Sinds de laatste gewelddadige catastrofe in Europa, de Tweede Wereldoorlog, zijn er tal van nieuwe remedies ontwikkeld en ook door veel mensen benut. Ik denk aan het enorme scala aan therapieën. Ik denk aan het enorme aanbod in spiritualiteit (van meditatie en mindfulness tot zweethutten en tantra). Ik denk aan cursussen en workshops filosofie, etc. Allemaal manieren om ‘aan jezelf te werken’, om aan zelfonderzoek te doen en om frustraties in het leven het hoofd te bieden. En met succes. Velen hebben de invretende werking van frustratie zo weten af te wenden.

Voor de gelukkigen onder ons moge het dan ook vreemd lijken dat frustratie, woede en ressentiment zo om zich heen grijpen, in de vorm van aanhang voor extreem-rechtse partijen. En toch gebeurt het. Kennelijk zijn de beschikbare remedies niet echt gemeengoed geworden. Tal van mensen weten de weg niet te vinden naar therapie, naar vormen van spiritualiteit, naar cursussen en workshops.

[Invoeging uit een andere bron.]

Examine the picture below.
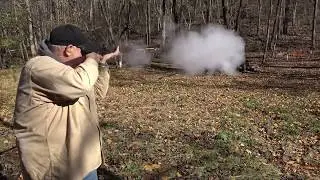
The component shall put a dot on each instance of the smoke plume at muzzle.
(212, 49)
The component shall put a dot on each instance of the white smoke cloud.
(212, 49)
(136, 55)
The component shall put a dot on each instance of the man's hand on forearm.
(107, 57)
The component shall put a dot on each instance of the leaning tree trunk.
(259, 17)
(30, 28)
(314, 24)
(238, 17)
(268, 32)
(294, 14)
(225, 13)
(286, 16)
(148, 23)
(276, 26)
(164, 34)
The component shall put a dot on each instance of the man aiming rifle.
(55, 117)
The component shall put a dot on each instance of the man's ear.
(68, 51)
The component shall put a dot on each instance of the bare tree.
(225, 13)
(238, 17)
(259, 16)
(30, 27)
(148, 23)
(286, 16)
(314, 24)
(268, 31)
(276, 28)
(163, 8)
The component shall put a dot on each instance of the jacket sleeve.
(102, 84)
(62, 81)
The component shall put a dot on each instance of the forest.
(193, 116)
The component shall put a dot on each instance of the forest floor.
(160, 124)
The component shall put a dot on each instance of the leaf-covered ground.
(168, 125)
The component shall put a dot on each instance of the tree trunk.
(208, 3)
(174, 12)
(259, 17)
(268, 32)
(238, 16)
(314, 24)
(275, 25)
(225, 13)
(294, 13)
(107, 18)
(30, 28)
(163, 8)
(286, 16)
(148, 23)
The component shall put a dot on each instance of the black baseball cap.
(70, 34)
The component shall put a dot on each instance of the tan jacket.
(56, 123)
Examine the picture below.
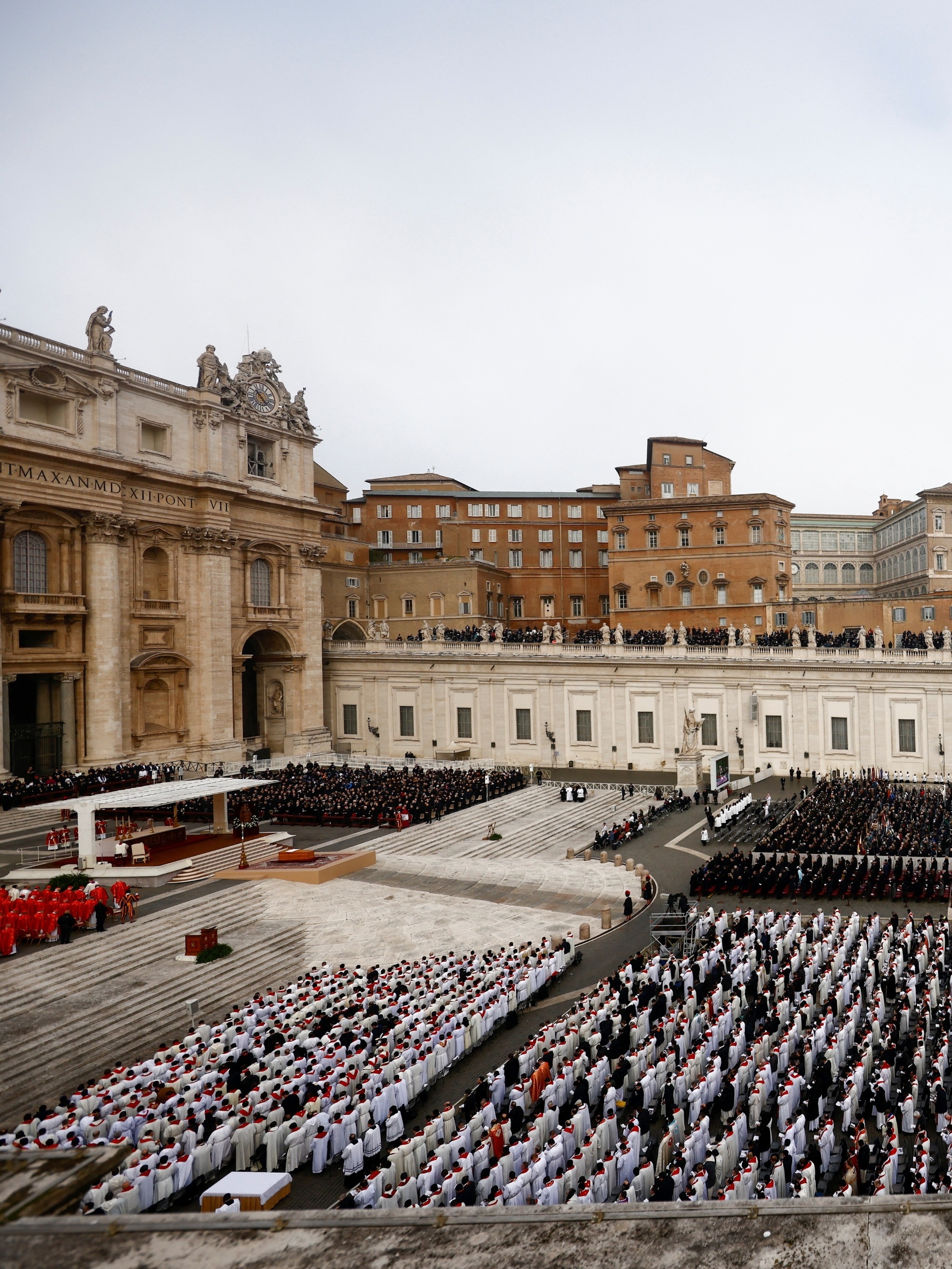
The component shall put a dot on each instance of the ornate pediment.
(257, 394)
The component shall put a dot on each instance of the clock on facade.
(260, 398)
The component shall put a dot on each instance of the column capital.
(103, 527)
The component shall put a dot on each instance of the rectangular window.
(260, 458)
(36, 408)
(154, 438)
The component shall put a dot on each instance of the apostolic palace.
(182, 580)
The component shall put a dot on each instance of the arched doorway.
(266, 657)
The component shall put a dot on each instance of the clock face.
(260, 398)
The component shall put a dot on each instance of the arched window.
(155, 574)
(260, 584)
(30, 564)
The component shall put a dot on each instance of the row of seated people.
(293, 1063)
(363, 796)
(53, 915)
(779, 1046)
(809, 876)
(31, 789)
(871, 817)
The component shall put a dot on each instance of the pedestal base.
(691, 772)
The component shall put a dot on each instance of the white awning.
(160, 795)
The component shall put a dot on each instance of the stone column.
(7, 679)
(105, 672)
(68, 714)
(315, 735)
(211, 712)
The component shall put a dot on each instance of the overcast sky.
(509, 241)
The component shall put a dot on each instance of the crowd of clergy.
(785, 1056)
(313, 793)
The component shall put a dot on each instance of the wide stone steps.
(464, 825)
(226, 857)
(126, 993)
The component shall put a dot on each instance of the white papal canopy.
(216, 787)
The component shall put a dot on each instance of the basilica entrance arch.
(267, 697)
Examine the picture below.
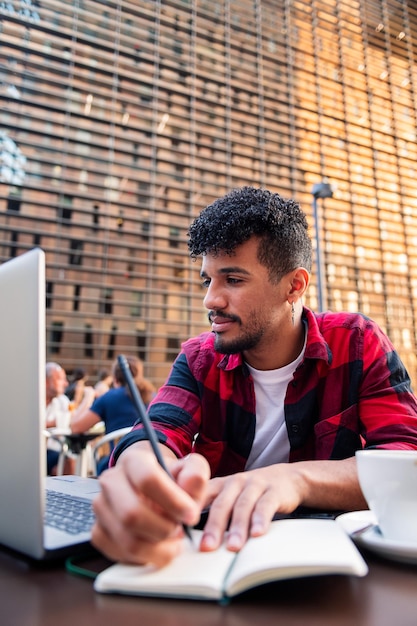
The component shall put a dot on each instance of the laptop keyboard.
(68, 513)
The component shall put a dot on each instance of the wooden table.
(47, 595)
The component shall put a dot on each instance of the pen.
(147, 424)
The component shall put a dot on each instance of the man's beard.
(247, 341)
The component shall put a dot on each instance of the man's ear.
(299, 281)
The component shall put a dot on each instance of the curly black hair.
(231, 220)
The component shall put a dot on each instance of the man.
(276, 398)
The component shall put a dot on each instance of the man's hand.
(246, 502)
(140, 510)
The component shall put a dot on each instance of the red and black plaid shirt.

Uit onwetendheid, omdat het hen vreemd is, of omdat ze er niet de middelen toe hebben. Of ze willen niet. Remedies zijn beperkt in effect. Niet alle frustratie valt ermee te verhelpen. Verontwaardiging over misstanden en onrecht verdwijnt er niet door, en terecht.

Vraag blijft dus: wat te doen met de frustratie, de wrok en het ressentiment die zienderogen aan kracht winnen, gelet op de groeiende aanhang van intolerante en extremistische politiek, zowel in Nederland, als elders in Europa, en ook in de VS? Zonder voedingsbodem krijgt geen populist een poot aan de grond, en die voedingsbodem is er nu kennelijk in ruime mate, wederom.

Hoe kunnen we voorkomen dat deze ontwikkeling eindigt in geweld? Of valt dat niet te voorkomen? Is het een kwestie van temperen, tegenwicht bieden, en wachten tot de opgebouwde woede is uitgeraasd, om vervolgens aan een nieuwe cyclus te beginnen?

Uiteraard is het de vraag of deze schets klopt. Ik hoop van niet, maar zie nog niet wat er niet aan deugt. Graag hoor ik wat ik over het hoofd zie of verkeerd begrijp.

De belangrijkste aanname is dat frustratie en de opbouw ervan een hoofdrol spelen in een menselijk leven, dat zij onbehandeld een taai leven leidt(als een progressieve ziekte) en op den duur niet meer voor rede vatbaar is, en dat zij collectieve vormen kan aannemen en dan ontlading zoekt in agressie en geweld. En dat dit 'spel' cyclisch is en ons allen aangaat, vooral nu.

Ik zeg niet dat frustratie en de opbouw ervan allesverklarend zijn. Wel dat zij een niet te onderschatten rol spelen in de psychologische huishouding van individuen en in het maatschappelijke klimaat.

Politiek zou dan ook eerst en vooral frustratiemanagement moeten zijn. Ressentiment is de belangrijkste emotie om politiek rekening mee te houden. Politici die dat niet doen, gaan ten onder, met in hun kielzog de samenleving.

Tenslotte een vraag. Stel dat het klopt dat er zoiets bestaat als een frustratiecyclus, waarin we niet alleen individueel maar ook collectief te maken krijgen met een opbouw van frustratie, waarna ontlading volgt, enzovoort, hoe is dan het verloop van die cycli, in onderlinge vergelijking? Is het een herhaling van hetzelfde? Of zit er ontwikkeling in? Ja, misschien zelfs vooruitgang?

Gaan we vooruit in hoe we omgaan met frustratie en met de conflicten die eruit kunnen volgen? – in de zin dat we met meer humane, minder gewelddadige oplossingen komen. En kun je zeggen dat we in staat zijn gebleken om te leren van eerdere frustratiecycli en wat zij hebben teweeggebracht? – dit leren gebeurt uiteraard niet vanzelf, maar vergt opzet, willens en wetens, en er dan ook consequenties aan verbinden. Gaan we aldus toe naar een humanere wereld?

Het zou betekenen dat we niet telkens in dezelfde cyclus hoeven te worden meegesleurd, maar dat er historisch bezien en met het oog op de toekomst enige reden is tot hoop. Niet dat we ooit in een wereld zonder frustratie en conflict zullen leven, maar wel dat beide hanteerbaarder worden en het verloop steeds minder catastrofaal.